BUDAPEST, Hungary (AP) — Hungarians on Monday awoke to a new round of strict lockdown measures aimed at slowing a record-breaking wave of COVID-19 hospitalizations and deaths that are among the worst in the world.
A rapid rise in pandemic indicators since early February prompted Hungary’s government to announce the new restrictions, including closing most stores for two weeks and kindergartens and primary schools until April 7. Most services are also required to cease operations, and the government urged businesses to allow employees to work from home. Grocery stores, pharmacies, gas stations and tobacconists can stay open.
Hungary’s high schools have been remote learning since November and its bars, restaurants and gyms have been closed since then as well.
Hungarian Prime Minister Viktor Orban has warned that the strain on the country’s hospitals will soon surpass any other period in Hungary since the pandemic began, and that failing to impose harsher restrictions now would result in a “tragedy.”
“The next two weeks will be difficult … but if we want to open by Easter, we’ve got to close down,” Orban said Friday on a Facebook video.
The number of patients on ventilators in Hungarian hospitals has more than doubled in the last two weeks, with 806 patients on Monday compared to the previous peak of 674 in early December.

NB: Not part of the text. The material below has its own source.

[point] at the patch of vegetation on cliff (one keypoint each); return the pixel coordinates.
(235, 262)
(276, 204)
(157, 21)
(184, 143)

Deaths have also risen sharply. With nearly 16,000 confirmed deaths in a country of fewer than 10 million, Hungary has the 8th worst death rate per 1 million inhabitants in the world, according to Johns Hopkins University. The number of COVID-19 patients being treated in hospitals is also likely to break its previous record on Tuesday.
“We can see that the third wave is spreading very forcefully, mainly due to (virus) variants,” Hungary’s chief medical officer Cecilia Muller said Sunday. “We can’t do anything else now but break the chain of infections.”
The new restrictions came as many Hungarian businesses were already struggling to make ends meet as shoppers stayed at home amid the surging cases. Zoltan Suto, the founder and owner of Hungarian fashion brand Griff Collection, said revenues were down 70% through the winter thanks to cautious consumers avoiding crowds at shopping malls.
“I can’t pay rent. I can’t pay salaries or social contributions, not to mention the taxes,” Suto said, adding that a 50% commercial tax break offered by the government meant little in the absence of revenues.
Last year’s pandemic-induced economic recession, which saw a 5.1% decrease in Hungary’s GDP, led to the shuttering of five of Griff Collection’s 10 stores in Hungary, which employ around 80 people. Suto says his business suffered a loss of 200-300 million Hungarian forints ($645,000-$968,000) in 2020, and that the crisis will only deepen if the two-week closure that begins Monday is extended further.
Such economic pain has made Hungary’s government, which is facing an election next year, reluctant until now to introduce restrictions on businesses, even as COVID-19 cases and deaths have skyrocketed since early February.
Many parents scrambled over the weekend to alter work schedules and arrange for childcare, including Gyongyver and Szilard Brasnyo, a couple in Budapest who have two young daughters.
“We are lucky, my parents are coming over to help us out with the kids,” said Gyongyver, adding that her parents live in Serbia, which has one of the highest vaccination rates in Europe, and have already received two vaccine shots.
Szilard, who works from home, said they felt “exhausted” after a year of raising the children during a pandemic. But he was optimistic that Hungary’s ambitious vaccination program - which has given more than 1 million Hungarians a vaccine shot, the second-highest vaccination rate in the 27-nation European Union - would soon bring life back to normal.
Hungary has obtained vaccines from Russia and China as well as those approved by the EU.
“We’re really looking forward to having a much safer environment for all of us,” Szilard said.